Using GeneRanker, the AlzGene623 seed list expanded to 6449 genes. 990 highly-ranked genes lie to the left of the cut-off point (marked by the dashed line). 23.2% of the highly-ranked genes are in the seed set (AlzGene623), providing 760 genes for further consideration as novel therapeutic targets.
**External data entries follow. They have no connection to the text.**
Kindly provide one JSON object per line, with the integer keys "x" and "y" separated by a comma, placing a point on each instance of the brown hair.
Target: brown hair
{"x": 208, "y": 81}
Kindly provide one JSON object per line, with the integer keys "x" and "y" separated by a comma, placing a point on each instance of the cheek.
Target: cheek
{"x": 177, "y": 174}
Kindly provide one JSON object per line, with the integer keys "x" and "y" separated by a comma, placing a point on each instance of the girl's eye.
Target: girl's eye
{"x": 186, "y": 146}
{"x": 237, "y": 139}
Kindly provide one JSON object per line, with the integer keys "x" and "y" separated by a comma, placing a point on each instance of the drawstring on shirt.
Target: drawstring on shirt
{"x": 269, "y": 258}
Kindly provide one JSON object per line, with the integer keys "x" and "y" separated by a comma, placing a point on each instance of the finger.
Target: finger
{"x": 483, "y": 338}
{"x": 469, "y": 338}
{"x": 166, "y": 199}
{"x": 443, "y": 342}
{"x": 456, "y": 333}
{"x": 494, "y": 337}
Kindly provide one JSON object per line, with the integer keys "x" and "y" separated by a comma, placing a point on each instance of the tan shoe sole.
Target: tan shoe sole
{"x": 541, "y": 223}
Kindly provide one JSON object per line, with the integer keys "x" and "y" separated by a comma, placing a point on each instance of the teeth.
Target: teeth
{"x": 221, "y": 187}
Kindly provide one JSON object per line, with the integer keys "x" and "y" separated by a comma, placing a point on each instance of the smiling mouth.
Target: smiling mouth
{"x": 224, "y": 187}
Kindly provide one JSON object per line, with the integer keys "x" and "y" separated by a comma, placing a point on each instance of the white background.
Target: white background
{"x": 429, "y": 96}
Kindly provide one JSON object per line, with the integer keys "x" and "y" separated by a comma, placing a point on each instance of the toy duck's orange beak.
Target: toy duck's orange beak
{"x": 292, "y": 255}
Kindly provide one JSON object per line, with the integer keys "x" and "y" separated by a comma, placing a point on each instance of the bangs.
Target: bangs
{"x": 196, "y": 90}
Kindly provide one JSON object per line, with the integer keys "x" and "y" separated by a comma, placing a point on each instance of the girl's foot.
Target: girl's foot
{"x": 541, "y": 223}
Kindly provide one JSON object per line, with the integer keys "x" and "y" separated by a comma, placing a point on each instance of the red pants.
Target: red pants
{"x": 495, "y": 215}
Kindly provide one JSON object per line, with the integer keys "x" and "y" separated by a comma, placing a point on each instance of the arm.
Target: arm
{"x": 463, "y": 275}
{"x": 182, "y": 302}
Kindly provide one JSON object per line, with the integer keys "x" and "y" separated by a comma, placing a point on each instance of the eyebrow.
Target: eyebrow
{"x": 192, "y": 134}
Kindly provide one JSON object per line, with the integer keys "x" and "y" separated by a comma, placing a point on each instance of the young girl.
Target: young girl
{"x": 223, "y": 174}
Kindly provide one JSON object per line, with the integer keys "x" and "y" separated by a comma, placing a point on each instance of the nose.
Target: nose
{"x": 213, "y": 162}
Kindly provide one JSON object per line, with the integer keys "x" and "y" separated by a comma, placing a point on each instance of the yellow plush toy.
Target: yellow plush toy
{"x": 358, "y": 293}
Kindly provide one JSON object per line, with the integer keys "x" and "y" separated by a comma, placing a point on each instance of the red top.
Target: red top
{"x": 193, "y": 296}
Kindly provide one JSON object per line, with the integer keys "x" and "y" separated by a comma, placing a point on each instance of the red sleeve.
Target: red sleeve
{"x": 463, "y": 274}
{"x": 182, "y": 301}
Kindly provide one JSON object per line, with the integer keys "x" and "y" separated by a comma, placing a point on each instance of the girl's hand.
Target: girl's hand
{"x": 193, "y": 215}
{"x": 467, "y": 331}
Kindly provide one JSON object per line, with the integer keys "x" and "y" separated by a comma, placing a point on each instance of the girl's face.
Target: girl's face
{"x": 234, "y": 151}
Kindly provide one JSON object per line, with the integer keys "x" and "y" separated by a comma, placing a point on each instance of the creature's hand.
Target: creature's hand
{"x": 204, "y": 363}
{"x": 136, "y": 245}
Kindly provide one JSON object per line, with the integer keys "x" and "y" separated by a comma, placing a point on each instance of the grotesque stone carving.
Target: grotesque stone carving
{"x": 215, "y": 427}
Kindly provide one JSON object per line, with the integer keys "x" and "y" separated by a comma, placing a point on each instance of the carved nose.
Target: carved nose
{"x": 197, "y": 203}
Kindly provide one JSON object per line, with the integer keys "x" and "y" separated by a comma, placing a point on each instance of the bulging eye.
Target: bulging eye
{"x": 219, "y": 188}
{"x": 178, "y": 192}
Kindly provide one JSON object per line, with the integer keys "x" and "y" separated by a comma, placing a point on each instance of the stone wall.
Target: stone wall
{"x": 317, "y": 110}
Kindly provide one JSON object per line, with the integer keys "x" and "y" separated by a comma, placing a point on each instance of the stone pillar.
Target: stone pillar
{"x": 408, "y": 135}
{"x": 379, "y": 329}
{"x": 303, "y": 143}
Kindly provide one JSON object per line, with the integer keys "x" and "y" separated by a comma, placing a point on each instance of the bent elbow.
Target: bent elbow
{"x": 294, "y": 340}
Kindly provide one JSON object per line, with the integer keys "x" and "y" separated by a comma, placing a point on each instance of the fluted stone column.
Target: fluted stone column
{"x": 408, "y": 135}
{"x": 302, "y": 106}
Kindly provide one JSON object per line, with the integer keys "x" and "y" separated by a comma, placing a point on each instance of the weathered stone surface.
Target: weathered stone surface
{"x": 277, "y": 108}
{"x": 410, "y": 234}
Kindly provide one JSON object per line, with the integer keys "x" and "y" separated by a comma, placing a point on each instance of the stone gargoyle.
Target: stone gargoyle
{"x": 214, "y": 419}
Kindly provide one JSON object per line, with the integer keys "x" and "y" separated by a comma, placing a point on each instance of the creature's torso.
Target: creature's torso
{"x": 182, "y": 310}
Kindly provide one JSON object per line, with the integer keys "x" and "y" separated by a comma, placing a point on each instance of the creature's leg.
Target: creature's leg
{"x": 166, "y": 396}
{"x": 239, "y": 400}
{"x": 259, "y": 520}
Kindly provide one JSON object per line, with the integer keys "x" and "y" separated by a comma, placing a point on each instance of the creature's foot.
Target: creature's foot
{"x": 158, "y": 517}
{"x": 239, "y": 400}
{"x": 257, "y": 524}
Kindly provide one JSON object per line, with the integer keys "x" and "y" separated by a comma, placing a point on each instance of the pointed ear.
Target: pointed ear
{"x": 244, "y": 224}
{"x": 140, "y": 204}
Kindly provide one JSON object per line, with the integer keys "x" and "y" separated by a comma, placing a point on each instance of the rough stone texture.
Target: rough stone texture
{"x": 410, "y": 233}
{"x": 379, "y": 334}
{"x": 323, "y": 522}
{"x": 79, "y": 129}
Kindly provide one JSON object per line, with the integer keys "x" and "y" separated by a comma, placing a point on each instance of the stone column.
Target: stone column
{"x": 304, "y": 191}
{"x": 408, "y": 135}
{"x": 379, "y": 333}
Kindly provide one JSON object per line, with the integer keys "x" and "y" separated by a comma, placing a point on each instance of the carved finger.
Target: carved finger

GATHER was used for KEGG Pathway (pathway) enrichment analysis of gene lists. GATHER is a tool that integrates various forms of available data and applies a statistical model that quantifies the significance of functional associations (8). It was developed to be used by biomedical researchers to understand the function of a group of genes by showing the user the annotations that distinguish the genes entered from other genes in the genome (8). Enrichment analysis are favorable because biological processes are made up of a group of genes, as opposed to an individual single gene (9). The enriched gene lists were entered into GATHER, which then returned associated gene functions and biological pathways annotated by KEGG Pathway.
Results
Pathway analysis used significant pathways associated with all seed genes (SeedGenes list), the ExPot list, the combination of the SeedGenes and ExPot (AllGenes list), as well as the four individual seed lists (Table 2). SeedGenes had nine significant (p<.01) pathways (Table 2 a–i). ExPot list had 15 significant pathways (Table 2 c, e, g, j–q, s–v). AllGenes had 18 significant pathways (Table 2 a–g, i–s). Table 2 gives the number of genes per associated pathway and the pathway ranking per gene list.
Table 2.
Subset of the full pathway analysis results from GATHER for seven gene lists examined. The ranking of the pathway is shown in parentheses for each gene list.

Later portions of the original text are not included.